The issue arises because you are calling srv.Shutdown(nil) multiple times:

  1. In the showTokenToUser handler, where it's located within a closure.
  2. After the handler finishes execution in the main function.

Calling srv.Shutdown while the server is still listening for connections leads to a race condition. The ListenAndServe() goroutine attempts to close the open listeners and idle connections, but it's interrupted by the subsequent call to Shutdown in the handler closure. This state inconsistency triggers the panic.

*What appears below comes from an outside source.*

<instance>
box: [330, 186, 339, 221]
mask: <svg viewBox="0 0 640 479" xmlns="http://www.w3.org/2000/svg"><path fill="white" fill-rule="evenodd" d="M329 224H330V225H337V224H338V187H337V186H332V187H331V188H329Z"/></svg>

To resolve this issue, you can use one of two methods:

1. Use context.WithCancel:

In this approach, you create a context.Context with a cancel function. The context is passed to the ListenAndServe goroutine and the showTokenToUser handler function. Inside the handler, when the access token has been displayed to the user, you call the cancel function to terminate the context. The ListenAndServe goroutine will gracefully shut down the server when the context is canceled.

2. Use the same Context:

Instead of calling context.WithCancel, you can pass the same context.Context to the ListenAndServe goroutine and the handler function. When the access token is displayed, you call cancel() on the context, which will trigger the shutdown of both the handler and the ListenAndServe goroutine.

After implementing either approach, remember to wait for the srv.Shutdown function to complete before exiting the program.